OUR IDENTITY
We are the parents of a boy from Cyprus, who was diagnosed with Leber Congenital Amaurosis (LCA) in November 2022, at the age of six. This is a rare ocular disease caused by an RDH12 gene mutation leading to significant vision impairment.
During the recent period, we noticed some difficulties in our child’s daily life, such as in board games, distinguishing details in drawings and colors, as well as recognizing faces from a distance. Therefore, we visited three ophthalmologists in Cyprus.
OUR MISSION
The purpose of this organization is twofold. Firstly, it aims to provide information and support to individuals who suffer from the rare genetic disorder known as Leber Congenital Amaurosis (LCA) due to a mutation in the RDH12 gene. Secondly, it seeks to educate and raise awareness among the general public about this condition.
We strive to create an environment of hope and autonomy for patients, equipping them with the necessary tools and resources to address the challenges they currently face or may encounter in the near future.
Furthermore, on a practical level, the organization aims to raise funds to initiate clinical studies for the treatment of Leber Congenital Amaurosis (LCA) attributed to the RDH12 gene.

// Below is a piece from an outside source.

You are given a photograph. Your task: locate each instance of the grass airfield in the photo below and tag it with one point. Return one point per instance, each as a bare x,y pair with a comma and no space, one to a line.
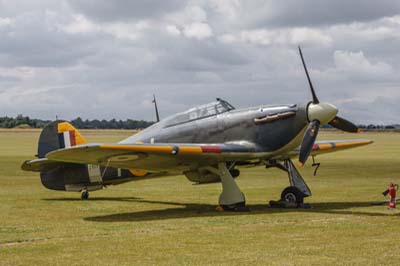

The Foundation will undertake various initiatives to support research, medical care, education, and information dissemination, as well as to provide assistance to individuals with RDH12 and their families.
Our dream is to discover the appropriate treatment that will combat the disease or at least slow down its progression. We believe that this can become a reality with the contributions of all, including patients, scientists, and the general public.
Let’s contribute, so new bright horizons will open and lead sight beyond limits..!!